Ces épisodes sont banals (entre 3 et 8 ans) et généralement bénins. Ils disparaissent à la puberté. Seule la répétition est problématique.


Le somnambulisme

Le somnambulisme est une activité motrice plus ou moins complexe (de quelques mouvements stéréotypés à une déambulation) inconsciente, sans souvenirs au réveil. L’accès peut durer une dizaine de minutes, plutôt en début de nuit. Il est plus fréquent chez le garçon entre 5 et 12 ans. Il n’y a aucun dangers à réveiller l’enfant. Il disparaît spontanément à la puberté.


La somniloquie
La somniloquie correspond au fait de parler pendant le sommeil, de quelques mots au vrai discours. Souvent brève, il n’y a pas lieu de s’inquiéter.

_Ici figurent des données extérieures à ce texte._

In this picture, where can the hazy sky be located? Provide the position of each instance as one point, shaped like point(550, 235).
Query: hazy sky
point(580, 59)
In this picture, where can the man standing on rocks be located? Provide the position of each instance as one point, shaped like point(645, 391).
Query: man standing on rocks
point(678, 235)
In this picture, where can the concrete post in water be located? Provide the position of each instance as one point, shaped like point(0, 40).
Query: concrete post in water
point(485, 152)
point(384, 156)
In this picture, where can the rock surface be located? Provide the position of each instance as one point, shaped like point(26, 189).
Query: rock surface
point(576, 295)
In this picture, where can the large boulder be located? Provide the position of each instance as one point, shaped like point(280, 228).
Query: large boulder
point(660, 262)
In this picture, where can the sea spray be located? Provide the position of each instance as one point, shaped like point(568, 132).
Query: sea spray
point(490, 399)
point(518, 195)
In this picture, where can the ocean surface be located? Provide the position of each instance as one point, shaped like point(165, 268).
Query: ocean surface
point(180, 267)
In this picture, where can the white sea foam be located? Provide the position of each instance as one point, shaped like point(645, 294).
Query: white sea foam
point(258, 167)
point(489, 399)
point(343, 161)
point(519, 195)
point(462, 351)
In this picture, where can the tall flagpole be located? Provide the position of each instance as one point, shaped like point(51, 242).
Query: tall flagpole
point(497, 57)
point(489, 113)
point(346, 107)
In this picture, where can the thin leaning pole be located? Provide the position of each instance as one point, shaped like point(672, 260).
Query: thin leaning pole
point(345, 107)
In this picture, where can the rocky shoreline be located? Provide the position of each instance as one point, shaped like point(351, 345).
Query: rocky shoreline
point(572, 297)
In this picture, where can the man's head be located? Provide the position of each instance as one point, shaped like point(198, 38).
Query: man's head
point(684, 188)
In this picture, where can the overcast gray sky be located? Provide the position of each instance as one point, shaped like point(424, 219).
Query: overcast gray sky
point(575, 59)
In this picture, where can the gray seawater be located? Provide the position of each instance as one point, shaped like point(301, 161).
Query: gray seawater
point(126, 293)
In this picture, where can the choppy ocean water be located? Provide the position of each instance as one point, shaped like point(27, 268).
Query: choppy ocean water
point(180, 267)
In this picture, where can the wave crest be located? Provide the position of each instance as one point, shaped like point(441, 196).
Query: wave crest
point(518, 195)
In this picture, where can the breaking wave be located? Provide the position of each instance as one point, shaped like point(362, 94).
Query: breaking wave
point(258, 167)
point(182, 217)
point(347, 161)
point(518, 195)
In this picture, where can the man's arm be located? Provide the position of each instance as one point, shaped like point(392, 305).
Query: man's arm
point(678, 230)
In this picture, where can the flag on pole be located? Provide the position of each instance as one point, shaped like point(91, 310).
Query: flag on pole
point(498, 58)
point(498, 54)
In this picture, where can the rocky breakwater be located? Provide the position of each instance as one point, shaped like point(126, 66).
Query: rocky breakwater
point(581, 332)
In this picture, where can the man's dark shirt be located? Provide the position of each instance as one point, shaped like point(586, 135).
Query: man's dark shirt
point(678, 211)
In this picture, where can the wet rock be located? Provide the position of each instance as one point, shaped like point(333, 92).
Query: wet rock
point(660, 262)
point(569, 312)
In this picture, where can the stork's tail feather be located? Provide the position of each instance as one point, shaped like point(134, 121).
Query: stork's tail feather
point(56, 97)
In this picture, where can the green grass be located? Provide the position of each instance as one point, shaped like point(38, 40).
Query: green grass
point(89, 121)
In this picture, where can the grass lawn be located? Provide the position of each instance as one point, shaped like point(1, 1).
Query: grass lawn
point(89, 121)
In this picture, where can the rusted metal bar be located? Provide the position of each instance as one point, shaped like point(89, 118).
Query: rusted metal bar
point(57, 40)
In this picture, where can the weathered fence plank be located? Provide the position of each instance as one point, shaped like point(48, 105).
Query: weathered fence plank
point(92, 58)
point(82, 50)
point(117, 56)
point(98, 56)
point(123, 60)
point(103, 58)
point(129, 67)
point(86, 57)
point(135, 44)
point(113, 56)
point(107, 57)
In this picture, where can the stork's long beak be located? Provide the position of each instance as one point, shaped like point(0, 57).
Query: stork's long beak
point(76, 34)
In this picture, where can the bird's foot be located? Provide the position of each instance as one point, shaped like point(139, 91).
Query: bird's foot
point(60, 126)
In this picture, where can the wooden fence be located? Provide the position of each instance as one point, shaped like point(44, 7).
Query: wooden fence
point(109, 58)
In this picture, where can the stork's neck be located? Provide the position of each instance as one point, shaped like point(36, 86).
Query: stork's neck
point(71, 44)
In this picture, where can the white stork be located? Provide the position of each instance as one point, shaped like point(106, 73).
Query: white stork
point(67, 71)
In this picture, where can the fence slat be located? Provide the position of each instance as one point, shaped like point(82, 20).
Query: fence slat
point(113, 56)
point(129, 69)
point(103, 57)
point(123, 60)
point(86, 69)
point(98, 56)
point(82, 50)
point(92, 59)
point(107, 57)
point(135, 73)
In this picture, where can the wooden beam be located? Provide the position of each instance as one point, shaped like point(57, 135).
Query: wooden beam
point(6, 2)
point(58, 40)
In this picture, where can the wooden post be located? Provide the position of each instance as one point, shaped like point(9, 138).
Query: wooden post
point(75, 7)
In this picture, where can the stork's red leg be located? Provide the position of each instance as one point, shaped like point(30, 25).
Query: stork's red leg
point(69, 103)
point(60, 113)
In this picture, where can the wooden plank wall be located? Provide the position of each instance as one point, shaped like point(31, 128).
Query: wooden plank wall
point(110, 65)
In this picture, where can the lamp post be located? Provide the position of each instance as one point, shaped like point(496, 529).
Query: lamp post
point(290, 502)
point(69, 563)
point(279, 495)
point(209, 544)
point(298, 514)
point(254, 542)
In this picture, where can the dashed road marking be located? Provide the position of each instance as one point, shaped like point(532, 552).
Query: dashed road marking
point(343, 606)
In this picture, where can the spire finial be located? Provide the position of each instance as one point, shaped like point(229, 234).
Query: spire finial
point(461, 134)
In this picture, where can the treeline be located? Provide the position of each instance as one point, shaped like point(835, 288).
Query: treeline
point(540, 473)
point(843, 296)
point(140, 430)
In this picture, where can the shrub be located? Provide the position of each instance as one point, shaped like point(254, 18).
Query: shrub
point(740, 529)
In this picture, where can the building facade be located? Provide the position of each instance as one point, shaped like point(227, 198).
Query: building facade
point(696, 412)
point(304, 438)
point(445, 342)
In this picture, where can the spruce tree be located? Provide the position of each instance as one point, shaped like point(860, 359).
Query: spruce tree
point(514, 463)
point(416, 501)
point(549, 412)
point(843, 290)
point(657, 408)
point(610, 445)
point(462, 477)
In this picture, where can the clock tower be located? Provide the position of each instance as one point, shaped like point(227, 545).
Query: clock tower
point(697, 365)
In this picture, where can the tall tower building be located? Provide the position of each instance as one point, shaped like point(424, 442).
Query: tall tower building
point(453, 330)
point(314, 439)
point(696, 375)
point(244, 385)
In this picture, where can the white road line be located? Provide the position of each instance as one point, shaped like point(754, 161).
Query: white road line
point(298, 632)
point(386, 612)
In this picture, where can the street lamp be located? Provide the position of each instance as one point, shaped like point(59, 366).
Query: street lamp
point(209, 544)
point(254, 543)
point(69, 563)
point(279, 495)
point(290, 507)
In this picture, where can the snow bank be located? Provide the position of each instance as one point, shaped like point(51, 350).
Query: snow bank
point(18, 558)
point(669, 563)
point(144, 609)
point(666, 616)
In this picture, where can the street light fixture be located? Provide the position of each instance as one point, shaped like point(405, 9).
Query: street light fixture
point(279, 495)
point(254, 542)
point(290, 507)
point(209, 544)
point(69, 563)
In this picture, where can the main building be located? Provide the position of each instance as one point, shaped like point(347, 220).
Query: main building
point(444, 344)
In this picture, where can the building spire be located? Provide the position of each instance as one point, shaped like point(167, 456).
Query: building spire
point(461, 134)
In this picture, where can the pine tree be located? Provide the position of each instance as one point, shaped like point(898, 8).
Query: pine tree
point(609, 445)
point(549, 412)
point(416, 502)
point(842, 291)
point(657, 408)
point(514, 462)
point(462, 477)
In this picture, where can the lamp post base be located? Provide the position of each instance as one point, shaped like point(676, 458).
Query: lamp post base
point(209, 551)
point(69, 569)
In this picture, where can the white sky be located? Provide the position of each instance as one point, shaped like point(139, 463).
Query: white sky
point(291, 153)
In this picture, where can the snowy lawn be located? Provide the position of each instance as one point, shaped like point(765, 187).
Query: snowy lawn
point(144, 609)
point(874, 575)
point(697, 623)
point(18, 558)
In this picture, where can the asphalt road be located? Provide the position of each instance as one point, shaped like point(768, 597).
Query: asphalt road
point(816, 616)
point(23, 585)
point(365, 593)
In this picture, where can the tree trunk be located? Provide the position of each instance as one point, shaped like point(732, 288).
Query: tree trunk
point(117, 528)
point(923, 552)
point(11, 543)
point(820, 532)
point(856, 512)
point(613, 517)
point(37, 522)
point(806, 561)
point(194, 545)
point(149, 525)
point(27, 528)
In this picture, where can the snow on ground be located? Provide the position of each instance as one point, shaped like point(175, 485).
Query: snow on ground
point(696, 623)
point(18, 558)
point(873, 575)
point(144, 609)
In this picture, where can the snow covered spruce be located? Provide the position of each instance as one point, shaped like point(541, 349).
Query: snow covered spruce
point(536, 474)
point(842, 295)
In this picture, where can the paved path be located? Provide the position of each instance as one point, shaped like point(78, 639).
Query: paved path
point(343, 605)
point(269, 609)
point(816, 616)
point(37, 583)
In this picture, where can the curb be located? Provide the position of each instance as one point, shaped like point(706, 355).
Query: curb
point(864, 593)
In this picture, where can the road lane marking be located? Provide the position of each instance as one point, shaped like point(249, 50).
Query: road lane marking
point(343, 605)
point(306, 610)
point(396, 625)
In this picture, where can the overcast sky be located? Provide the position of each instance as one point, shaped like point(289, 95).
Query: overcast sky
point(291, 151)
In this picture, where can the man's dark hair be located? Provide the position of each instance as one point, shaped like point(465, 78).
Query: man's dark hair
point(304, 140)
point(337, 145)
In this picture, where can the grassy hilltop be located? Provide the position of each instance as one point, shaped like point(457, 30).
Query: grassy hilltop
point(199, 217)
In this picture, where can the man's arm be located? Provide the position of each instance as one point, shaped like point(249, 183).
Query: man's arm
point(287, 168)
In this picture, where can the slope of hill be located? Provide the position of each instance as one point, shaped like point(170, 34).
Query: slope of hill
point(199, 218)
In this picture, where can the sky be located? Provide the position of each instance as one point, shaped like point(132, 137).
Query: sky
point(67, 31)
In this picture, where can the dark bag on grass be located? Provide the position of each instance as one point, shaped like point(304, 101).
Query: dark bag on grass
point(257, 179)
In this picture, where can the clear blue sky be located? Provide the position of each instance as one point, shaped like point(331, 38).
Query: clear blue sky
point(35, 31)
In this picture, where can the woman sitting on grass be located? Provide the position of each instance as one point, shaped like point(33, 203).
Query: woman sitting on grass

Les rythmies d’endormissement
Les rythmies d’endormissement consistent en des balancements de la tête ou du corps, avec parfois des bruits de heurts plus ou moins violents contre le mur, pouvant même déplacer le lit. Elles peuvent apparaître dès 4 mois, ne sont pas systématiquement pathologiques, mais peuvent parfois témoigner de carences affectives ou de troubles envahissants du développement.


Le bruxisme
Il s'agit d'un claquement ou d'un grincement des dents.
L’étiologie en est inconnue. Le traitement est symptomatique (orthodontie).